III

430 51 6
                                    

"Memikirkan sesuatu, Beta?"

Haechan menoleh, mendapati Lord Alpha yang telah mengikuti jejaknya untuk duduk menggantungkan kaki di tepian tebing.

Lautan yang terbentang di depannya memantulkan cahaya senja dengan sempurna, kuning keemasan dengan matahari yang telah menggantung rendah di ufuk barat.

"Aku baru saja berniat akan berkunjung sebelum api unggun malam nanti," kata Haechan. "Tapi Hyung sudah kepalang merindukanku?"

Tawa kecil yang terdengar membuat Haechan melebarkan senyumnya, menatapnya dengan penuh puja selagi laki-laki itu sepenuhnya menikmati pemandangan di depannya.

"Ya, aku sangat merindukan adik manis ini," gumamnya tanpa menatap Haechan. "Rasanya sudah lama sekali aku tidak mengobrol santai denganmu seperti ini."

Haechan tanpa sadar merendahkan kepalanya, menyembunyikan senyumnya yang masih dan kian melebar mendengar kalimat itu.

"Hyung bisa menemuiku kapanpun, dimanapun," katanya. "Kenapa harus menundanya sekian lama jika ingin?
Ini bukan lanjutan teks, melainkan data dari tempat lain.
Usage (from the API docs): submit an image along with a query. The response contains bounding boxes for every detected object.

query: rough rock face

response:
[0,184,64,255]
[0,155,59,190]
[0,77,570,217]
Ahh, Hyung sedang berbohong, aku tahu."

Lututnya dijatuhi telapak tangan laki-laki itu yang lentik dan kurus, "bagaimana aku menemuimu kalau Mark terus menempel padamu sepanjang waktu mendiskusikan strategi pertempuran? Apa yang bisa kulakukan untuk itu, hmm?"

Haechan mengalihkan pandangan saat mengenali bagaimana orang itu menyebutkan nama Alpha-nya dengan jutaan kepahitan yang tersimpan di dalamnya.

Tanpa harus memikirkannya dua kali, tahulah dia alasan sebenarnya Lord Alpha menghampirinya dengan susah payah kali ini bahkan ketika kondisi tubuhnya tidak dalam kondisi yang baik-baik saja.

"Apa?" tanyanya. "Kenapa menatapku seperti itu?"

"Taeyong Hyung.."

Yang baru saja disebutkan namanya akhirnya menoleh dan memandang yang lebih muda. "Astaga," kesalnya. "Aku tidak suka saat kau mulai menyebut namaku begitu, itu terdengar sangat menghakimiku."

Haechan mengabaikan candaan itu, jelas mengerti bahwa menghunus pedang atau menajamkan kukunya sekalipun dia tidak akan sanggup membuat sang Lord Alpha merasa terhakimi olehnya.

Itu hanya lelucon lama diantara keduanya. Pujian yang pertama kali diterimanya dari Alpha terdahulu saat dia dengan berhasil meraih kemenangan pertama di bawah nama Recruiter dua belas.

"Mark melakukannya lagi?" tanyanya pelan. Haechan tanpa sengaja memperhatikan jari-jari tangan Taeyong yang bergerak berirama.

"Melakukan apa?"

Haechan mengehela nafas panjang, "apa saja yang selalu dia lakukan pada Hyung, dia pasti melakukannya lagi. Itulah kenapa Hyung ada disini sekarang, benar?"

"Tidak, itu tidak benar." Taeyong menggeleng, laki-laki berambut putih keunguan itu tersenyum lembut pada Haechan yang menatapnya prihatin.

"Aku akan baik-baik saja jika dia meluapkan emosinya padaku," katanya tenang. "Kau tahu Haechan, kami tinggal satu atap tapi kenapa rasanya dia ada jauh sekali dariku? Kami bahkan tidak bertegur sapa selama berbulan-bulan, mengerikan bukan?"

Haechan menutup mulutnya rapat-rapat, merasa iba sekaligus putus asa dengan hubungan dua kakak beradik ini. Kehabisan akal bagaimana harus membuka hati si adik, dan tidak tahu harus menguatkan dengan cara apalagi agar si sulung merasa lebih baik.

"Aku akan berusaha membuatnya--"

"Tidak," sergah Taeyong seketika. "Jangan lakukan apapun lagi untuk membantu hubunganku dengannya, biar saja seperti ini. Bukan salahmu, dan jangan membuatnya salah paham karena kau selalu membelaku. Ekor masalahnya akan jadi sangat panjang, Haechan."